Si le mouvement des prix a été amorcé dans ces cas par des raisons géopolitiques, leur amplitude a été multipliée par des acteurs moins régulés que les banques, comme les fonds d’investissements, de pensions ou spéculatifs (hedge funds), aux placements parfois risqués.

La BoE veut donc tester les établissements financiers non bancaires, sur le modèle des " stress tests " qu’elle fait passer aux banques traditionnelles depuis 2014.

Les fonds ou entreprises qui seront testés, ou le scénario-catastrophe qui leur sera soumis, n’est pas encore établi, et " plus de détails seront partagés au premier semestre 2023 ", précise la Banque.

Longue récession

Les banques traditionnelles, quant à elles, sont en mesure de résister à la longue récession qui se profile et a déjà débuté au Royaume-Uni, selon les prévisions de la BoE.

En revanche, la hausse des taux d’intérêt fragilise les ménages britanniques, de plus en plus endettés alors que parallèlement les prix s’envolent – l’inflation atteint 11% – et que l’économie du Royaume-Uni entre en récession selon de nombreuses prévisions.

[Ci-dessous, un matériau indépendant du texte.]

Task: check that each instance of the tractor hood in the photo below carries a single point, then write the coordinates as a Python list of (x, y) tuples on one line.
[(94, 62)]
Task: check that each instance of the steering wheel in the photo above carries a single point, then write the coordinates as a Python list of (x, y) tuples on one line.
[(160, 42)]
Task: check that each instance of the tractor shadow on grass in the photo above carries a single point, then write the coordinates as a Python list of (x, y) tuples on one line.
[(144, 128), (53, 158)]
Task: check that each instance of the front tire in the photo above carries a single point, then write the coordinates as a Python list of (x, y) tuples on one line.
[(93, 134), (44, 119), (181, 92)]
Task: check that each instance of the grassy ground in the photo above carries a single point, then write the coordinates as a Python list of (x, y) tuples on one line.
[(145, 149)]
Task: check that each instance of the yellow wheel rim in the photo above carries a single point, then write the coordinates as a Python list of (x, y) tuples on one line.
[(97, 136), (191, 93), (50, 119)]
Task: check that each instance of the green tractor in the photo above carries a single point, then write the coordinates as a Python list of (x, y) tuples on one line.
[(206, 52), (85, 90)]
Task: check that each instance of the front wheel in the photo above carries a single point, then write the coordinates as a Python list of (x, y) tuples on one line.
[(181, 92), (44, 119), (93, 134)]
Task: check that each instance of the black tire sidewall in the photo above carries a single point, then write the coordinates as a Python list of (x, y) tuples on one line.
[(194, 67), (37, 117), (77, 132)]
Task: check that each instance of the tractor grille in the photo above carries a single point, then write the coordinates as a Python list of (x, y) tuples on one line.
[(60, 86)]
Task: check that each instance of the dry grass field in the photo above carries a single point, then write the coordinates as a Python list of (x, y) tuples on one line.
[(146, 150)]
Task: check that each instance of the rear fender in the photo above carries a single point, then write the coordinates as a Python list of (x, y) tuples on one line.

La BoE publiera jeudi sa dernière décision de politique monétaire de l’année, une nouvelle hausse de son principal taux directeur étant amplement anticipée par le marché.

La banque centrale " va exécuter un exercice de scénario focalisé sur les risques venus d’institutions financières non bancaires ", a indiqué le gouverneur de la BoE Andrew Bailey (AFP)

 

La moitié des propriétaires qui remboursent un emprunt sur le bien qu’ils occupent, soit environ 4 millions de ménages, seront soumis à un taux plus élevé d’ici fin 2023, avec un paiement moyen qui passerait de 750 livres à 1000 livres, selon la BoE.

Ce qui pourrait mener à " plus de défauts sur les prêts hypothécaires, mais également sur d’autres formes d’emprunt comme les cartes de crédit ou les prêts non sécurisés, ainsi qu’à une baisse marquée de la consommation ", note la BoE. Elle souligne aussi qu’une hausse des taux, si elle n’est pas accompagnée d’une baisse des prix immobiliers, rendra le premier achat d’un logement plus difficile.

" Les prix de l’immobilier ont grimpé de 20% sur les deux dernières années. Donc il y a de la marge avant d’atteindre une situation de capital négatif ", quand le prix du bien passe sous celui de l’emprunt, a nuancé Jon Cunliffe, de la BoE.